I was immediately put at ease on my first day of training at AMPED when Emily said, “I wrote a manual for you.” A “kindred spirit!”, as Anne of Green Gables would say.
I have become a big fan of manuals, and here are a couple of best uses.
Manuals for Yourself
Emily already had a detailed manual for my initial duties, but as I have added new responsibilities, I have started writing my own manual anytime I learn something new. I try to write down every last step and detail as soon as possible and take screenshots for steps that I know will be tricky to describe accurately.
This would seem a basic principal, but many manuals I have read leave out a critical step. While importing data to a website recently, I followed the manual provided and could not understand why the import was not completed. It turns out that the manual did not include an important final step.
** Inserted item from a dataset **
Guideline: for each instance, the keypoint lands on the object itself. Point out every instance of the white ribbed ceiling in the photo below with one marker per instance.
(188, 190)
It might seem cumbersome to write up a manual right after training, but you will save yourself time in the end. I am always confident I will remember everything perfectly, but when it comes to tasks I perform only occasionally, my memory is too often vague, and I waste a lot of time retraining myself.
Manuals do not have to be written. One of my first assignments at AMPED was a long-term database project for Tony. He wanted to know how many companies had renewed their membership after an email campaign. He also wanted to update contact information for future marketing lists.
He created a video for me using Camtasia, a video editing and screen recording program, to show me screen-by-screen the information he needed to be updated. The video was particularly helpful because the project was not urgent and something I worked on when I had time. I could rewatch the video to refresh my memory whenever I went back to it.
If Tony needs a similar report in the future and I am not available, he has the video ready to share without having to spend time retraining someone else.
Micro Video Manual for Frequent Problems on Website
Another great use of a video manual is when members are having difficulty navigating a section of your website. I received a number of calls after registration opened for a recent annual meeting. Callers were having trouble finding their company on the initial registration page. This was an important step because there was a discount for multiple attendees from the same company. When I mentioned the problem to Tony, he recorded a short video using Camtasia to show how to properly search and select the company and posted it on the registration page. The number of phone calls decreased significantly after the video was posted.